A resolução de propaganda do TSE não proíbe a criação de chatbots e avatares como artifício de intermediação de comunicação com o eleitorado, desde que seja identificado “de modo explícito” que a funcionalidade foi criada com IA e que não simule o candidato ou pessoa real.
São Paulo tem candidatura híbrida com IA para Câmara Municipal
Um candidato à Câmara Municipal paulista está concorrendo junto com uma IA. O programador Pedro Markun (Rede) é co-candidato com a Lex, chatbot criada pelo próprio Pedro. Segundo Markun, a ideia é utilizar o poder de processamento da IA para captar dados, analisar projetos de lei e gerar propostas que atendam às necessidades da população de São Paulo.
Em 11 de setembro, porém, o canal de comunicação da Lex pelo WhatsApp foi bloqueado pela Meta. O serviço funcionava há dois meses e atuava na análise em tempo real dos 42 mil projetos de lei em tramitação na Câmara paulistana. Segundo Markun, todas as regras da Justiça Eleitoral foram cumpridas.
Em nota, a Meta afirmou que o banimento da IA no WhatsApp aconteceu “por ferir a política do aplicativo que explicitamente proíbe o uso da Plataforma do WhatsApp Business por políticos ou partidos, candidatos e campanhas políticas”.
Candidatas são alvo de deepnudes
Nove casos mapeados pelo observatório foram de conteúdos sintéticos criados pelo público. Nesta categoria, as deepnudes – imagens e vídeos sintéticos falsos com teor sexual – visando candidatas em diferentes municípios foram alguns dos principais episódios registrados.
Em São Paulo, Tabata Amaral esteve relacionada em ao menos dois casos diferentes. No início de setembro, a candidata do PSB acionou a Justiça após ter tido seu rosto adicionado a imagens de uma atriz de conteúdo adulto. Semanas depois, Tabata foi novamente alvo junto com a também candidata Marina Helena (Novo).
Candidatas no Rio de Janeiro (RJ) e Bauru (SP) também registraram boletim de ocorrência após terem sido alvo de deepnudes postadas nas redes sociais e em sites de conteúdo adulto.
Ainda na capital paulistana, deepfakes envolvendo Tabata, Marçal e Datena (PSDB) também circularam nas últimas semanas com o intuito de criar narrativas falsas sobre os respectivos candidatos.
Projetos usam IA para monitorar e analisar candidaturas
Apesar das preocupações sobre os impactos negativos da IA estarem em evidência, casos de aplicação positivas também aconteceram durante essa primeira parte da campanha eleitoral. Quatro projetos foram mapeados pelo Observatório IA nas Eleições que se encaixam nessa categoria e que buscam aplicar o potencial da tecnologia em monitoramento e análise de candidaturas e desinformação.
Um desses casos é o projeto GuaIA, uma ferramenta de Inteligência Artificial desenvolvida pelo Tribunal Regional Eleitoral de Goiás (TRE-GO) e pela Universidade Federal de Goiás (UFG).

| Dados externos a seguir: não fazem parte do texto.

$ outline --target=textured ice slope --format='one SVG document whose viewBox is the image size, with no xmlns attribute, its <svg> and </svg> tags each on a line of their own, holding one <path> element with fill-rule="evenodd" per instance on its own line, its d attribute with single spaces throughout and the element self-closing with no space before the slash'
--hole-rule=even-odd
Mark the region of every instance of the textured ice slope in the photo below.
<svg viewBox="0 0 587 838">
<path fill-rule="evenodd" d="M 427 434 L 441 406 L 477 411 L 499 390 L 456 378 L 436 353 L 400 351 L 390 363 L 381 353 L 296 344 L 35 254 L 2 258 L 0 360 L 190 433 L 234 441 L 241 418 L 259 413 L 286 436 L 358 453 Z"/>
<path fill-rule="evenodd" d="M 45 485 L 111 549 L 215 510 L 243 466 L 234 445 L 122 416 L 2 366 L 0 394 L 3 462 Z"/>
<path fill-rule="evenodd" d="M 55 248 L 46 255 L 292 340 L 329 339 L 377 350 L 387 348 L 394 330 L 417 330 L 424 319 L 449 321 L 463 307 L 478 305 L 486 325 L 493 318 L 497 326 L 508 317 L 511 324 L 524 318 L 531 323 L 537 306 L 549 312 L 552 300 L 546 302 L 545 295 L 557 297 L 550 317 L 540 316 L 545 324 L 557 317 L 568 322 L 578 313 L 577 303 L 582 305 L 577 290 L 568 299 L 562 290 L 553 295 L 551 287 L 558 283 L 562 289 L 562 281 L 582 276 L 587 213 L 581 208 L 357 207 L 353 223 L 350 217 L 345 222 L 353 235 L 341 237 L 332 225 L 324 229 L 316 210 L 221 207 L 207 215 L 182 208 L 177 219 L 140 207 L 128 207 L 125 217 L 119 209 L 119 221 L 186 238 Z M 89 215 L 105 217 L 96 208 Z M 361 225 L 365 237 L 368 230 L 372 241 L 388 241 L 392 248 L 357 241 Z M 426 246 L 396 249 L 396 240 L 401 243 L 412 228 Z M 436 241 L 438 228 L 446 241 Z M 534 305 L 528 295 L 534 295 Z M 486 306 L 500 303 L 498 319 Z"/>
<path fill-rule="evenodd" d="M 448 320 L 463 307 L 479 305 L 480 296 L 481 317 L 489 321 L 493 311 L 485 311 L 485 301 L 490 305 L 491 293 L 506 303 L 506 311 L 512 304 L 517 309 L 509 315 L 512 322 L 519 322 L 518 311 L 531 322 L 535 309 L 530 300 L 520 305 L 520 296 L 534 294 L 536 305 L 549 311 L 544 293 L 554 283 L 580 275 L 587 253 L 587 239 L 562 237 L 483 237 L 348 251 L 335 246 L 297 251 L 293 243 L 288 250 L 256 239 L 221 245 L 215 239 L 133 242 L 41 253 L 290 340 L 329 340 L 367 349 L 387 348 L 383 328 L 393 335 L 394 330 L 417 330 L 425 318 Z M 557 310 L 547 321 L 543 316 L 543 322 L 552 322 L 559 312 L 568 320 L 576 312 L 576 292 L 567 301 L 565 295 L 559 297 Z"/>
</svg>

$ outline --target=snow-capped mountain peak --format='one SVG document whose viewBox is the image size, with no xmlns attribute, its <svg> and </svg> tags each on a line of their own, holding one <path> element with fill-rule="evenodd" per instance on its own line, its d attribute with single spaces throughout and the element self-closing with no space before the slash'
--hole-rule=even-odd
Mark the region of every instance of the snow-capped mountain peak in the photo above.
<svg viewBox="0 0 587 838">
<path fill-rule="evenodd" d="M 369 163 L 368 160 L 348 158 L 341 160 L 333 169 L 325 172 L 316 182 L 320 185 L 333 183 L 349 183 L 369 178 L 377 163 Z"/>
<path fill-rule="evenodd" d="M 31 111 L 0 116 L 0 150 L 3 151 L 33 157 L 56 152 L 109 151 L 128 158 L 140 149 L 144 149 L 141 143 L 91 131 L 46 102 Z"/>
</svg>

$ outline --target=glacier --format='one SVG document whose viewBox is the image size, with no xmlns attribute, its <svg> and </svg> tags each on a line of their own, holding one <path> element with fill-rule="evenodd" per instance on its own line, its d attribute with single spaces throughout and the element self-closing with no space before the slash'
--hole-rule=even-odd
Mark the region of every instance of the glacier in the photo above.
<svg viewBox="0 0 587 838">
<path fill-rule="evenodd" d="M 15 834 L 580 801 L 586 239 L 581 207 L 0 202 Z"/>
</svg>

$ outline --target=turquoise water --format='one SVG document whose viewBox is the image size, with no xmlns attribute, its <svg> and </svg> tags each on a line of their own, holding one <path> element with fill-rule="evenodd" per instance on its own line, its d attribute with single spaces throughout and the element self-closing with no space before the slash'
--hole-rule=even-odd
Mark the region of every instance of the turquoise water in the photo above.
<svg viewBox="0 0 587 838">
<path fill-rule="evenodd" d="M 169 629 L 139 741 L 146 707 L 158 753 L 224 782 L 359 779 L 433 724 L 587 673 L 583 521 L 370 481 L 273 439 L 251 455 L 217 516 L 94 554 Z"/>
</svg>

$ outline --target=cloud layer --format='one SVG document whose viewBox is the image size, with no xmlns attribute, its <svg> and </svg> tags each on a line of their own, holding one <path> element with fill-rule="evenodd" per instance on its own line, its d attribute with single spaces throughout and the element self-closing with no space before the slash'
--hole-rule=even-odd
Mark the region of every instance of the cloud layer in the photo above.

O projeto utiliza a IA para automatizar o processo de monitoramento das desinformações publicadas em redes sociais sobre as eleições municipais no estado.
Outra plataforma criada pelos pesquisadores da Universidade Estadual de Campinas (Unicamp) em parceria com a Universidade Estadual do Rio de Janeiro (UERJ) aplica a IA para mostrar os temas mais citados em programas de governo de candidatos às prefeituras do Brasil. Chamada de Vota AI, a ferramenta traz ao menos 60 mil programas de governo divulgados entre 2012 e 2024.
IA do Google continua gerando informações sobre candidatos
Um caso específico envolvendo plataformas foi registrado pelo observatório. No final de setembro, o Jornal da Paraíba mostrou como a IA do Google, o Gemini, continuava a fornecer informações de candidatos à prefeitura de João Pessoa (PB), apesar das promessas da big tech em restringir respostas políticas pela ferramenta. Anteriormente, o Gemini também chegou a dar informações sobre os candidatos à prefeitura de São Paulo: Ricardo Nudes (MDB), Pablo Marçal (PRTB), José Luiz Datena (PSDB) e Marina Helena (Novo).